One of the most controversial claims that Arendt made in The Origins of Totalitarianism was that modern antisemitism is distinct from the “Jew-hatred” of the Middle Ages. She argued that:
…modern antisemitism grew in proportion as traditional nationalism declined, and reached its climax at the exact moment when the European system of nation-states and its precarious balance of power crashed (Arendt, OT, p. 11).
Arendt rejected the widespread theory of “eternal antisemitism,” which holds that “Jew hatred is a normal and natural reaction to which the history gives only more or less opportunity” (Arendt, OT, p. 16). Eternal antisemitism attempts to explain all historical eruptions of Jew-hatred, i.e., expulsions, pogroms, and massacres, as “the natural consequences of an eternal problem” (Arendt, OT, p. 16). The problem with this theory is that it robs both the Jew and the antisemite of agency, and consequently of responsibility. It also implies that all periods of respite for the Jewish people, whether in Germany or Israel, are temporary. Arendt explains the central ethical problem that the theory of “eternal antisemitism” presents:
Its escapist basis is in both instances the same: just as antisemites understandably desire to escape responsibility for their deeds, so Jews, attacked and on the defensive, even more understandably do not wish under any circumstances to discuss their share of responsibility (Arendt, OT, p. 16).

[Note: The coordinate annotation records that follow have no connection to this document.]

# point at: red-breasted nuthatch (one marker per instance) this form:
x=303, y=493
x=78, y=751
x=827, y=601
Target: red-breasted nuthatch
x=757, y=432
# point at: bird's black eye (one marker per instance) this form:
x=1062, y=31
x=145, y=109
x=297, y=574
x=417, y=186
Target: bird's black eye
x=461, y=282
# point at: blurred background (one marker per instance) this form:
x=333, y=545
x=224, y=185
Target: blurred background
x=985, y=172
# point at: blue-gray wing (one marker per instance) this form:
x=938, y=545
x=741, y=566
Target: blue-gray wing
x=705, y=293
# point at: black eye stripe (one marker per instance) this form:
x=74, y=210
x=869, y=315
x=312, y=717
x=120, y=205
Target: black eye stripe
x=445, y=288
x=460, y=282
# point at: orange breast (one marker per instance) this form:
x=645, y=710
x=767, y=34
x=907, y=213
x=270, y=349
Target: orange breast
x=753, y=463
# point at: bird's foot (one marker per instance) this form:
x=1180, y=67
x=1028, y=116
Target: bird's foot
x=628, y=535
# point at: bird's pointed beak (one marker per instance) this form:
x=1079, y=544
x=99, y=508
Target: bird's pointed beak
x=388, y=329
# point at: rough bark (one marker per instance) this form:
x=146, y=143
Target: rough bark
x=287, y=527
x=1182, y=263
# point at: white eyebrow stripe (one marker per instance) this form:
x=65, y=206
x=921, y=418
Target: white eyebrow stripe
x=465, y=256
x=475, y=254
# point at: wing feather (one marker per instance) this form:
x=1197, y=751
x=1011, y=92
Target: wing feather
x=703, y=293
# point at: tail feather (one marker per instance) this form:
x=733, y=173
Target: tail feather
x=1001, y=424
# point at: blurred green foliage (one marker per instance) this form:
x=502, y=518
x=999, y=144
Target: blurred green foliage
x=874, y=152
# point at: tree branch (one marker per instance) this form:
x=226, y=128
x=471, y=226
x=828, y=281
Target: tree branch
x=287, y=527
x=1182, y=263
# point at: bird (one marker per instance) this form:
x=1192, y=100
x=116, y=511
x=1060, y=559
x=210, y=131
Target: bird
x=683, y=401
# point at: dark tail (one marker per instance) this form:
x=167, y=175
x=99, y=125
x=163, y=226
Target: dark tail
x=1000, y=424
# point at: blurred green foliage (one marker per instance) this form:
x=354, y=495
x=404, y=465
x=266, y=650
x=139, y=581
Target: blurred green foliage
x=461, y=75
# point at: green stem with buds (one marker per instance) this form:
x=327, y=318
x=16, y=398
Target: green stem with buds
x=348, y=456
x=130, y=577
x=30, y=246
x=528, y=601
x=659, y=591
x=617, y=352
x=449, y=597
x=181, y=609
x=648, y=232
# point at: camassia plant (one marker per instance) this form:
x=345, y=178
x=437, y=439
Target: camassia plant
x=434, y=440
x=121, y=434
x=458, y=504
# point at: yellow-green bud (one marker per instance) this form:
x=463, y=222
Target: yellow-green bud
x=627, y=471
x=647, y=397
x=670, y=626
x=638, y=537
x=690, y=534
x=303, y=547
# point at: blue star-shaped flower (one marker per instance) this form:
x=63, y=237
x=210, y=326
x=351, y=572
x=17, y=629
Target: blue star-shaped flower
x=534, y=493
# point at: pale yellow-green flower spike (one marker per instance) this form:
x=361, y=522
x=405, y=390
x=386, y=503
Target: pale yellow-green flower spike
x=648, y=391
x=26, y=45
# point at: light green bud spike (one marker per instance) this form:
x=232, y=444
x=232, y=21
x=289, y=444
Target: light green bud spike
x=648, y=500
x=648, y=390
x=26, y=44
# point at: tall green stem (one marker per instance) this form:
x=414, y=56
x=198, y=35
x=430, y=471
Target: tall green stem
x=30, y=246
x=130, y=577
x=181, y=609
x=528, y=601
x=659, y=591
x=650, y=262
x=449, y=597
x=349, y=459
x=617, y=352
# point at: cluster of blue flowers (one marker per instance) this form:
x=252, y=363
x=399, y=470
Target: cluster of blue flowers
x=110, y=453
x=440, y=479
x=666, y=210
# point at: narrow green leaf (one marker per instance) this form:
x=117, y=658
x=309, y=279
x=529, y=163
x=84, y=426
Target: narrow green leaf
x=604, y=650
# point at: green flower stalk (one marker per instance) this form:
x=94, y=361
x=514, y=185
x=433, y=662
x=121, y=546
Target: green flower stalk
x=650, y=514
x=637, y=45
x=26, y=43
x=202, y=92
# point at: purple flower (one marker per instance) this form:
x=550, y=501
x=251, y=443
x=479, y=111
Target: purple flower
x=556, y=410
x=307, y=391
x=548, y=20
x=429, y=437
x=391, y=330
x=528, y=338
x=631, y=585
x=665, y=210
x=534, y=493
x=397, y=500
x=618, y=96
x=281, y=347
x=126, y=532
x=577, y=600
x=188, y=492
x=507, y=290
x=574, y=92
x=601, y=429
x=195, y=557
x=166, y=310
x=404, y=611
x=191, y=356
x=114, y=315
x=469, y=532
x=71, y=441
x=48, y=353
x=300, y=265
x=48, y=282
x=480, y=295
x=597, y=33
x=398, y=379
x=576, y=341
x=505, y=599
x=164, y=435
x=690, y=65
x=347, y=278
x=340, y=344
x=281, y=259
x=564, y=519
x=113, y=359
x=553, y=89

What Arendt continually warns against in Origins is the danger of seeking a single “cause” for what occurred in the death camps of Nazi Germany. She points instead to a series of conditions that “crystallized” into the horrors of the 20th century. The eruption of murderous, modern antisemitism was not the result of the single cause of “eternal antisemitism,” but of political, economic, psychological, and sociological events that came together in the most insidious way and created an environment in which “the manufactur[ing] of corpses” (Arendt, OT, p. 576) became not only lawful, but the norm.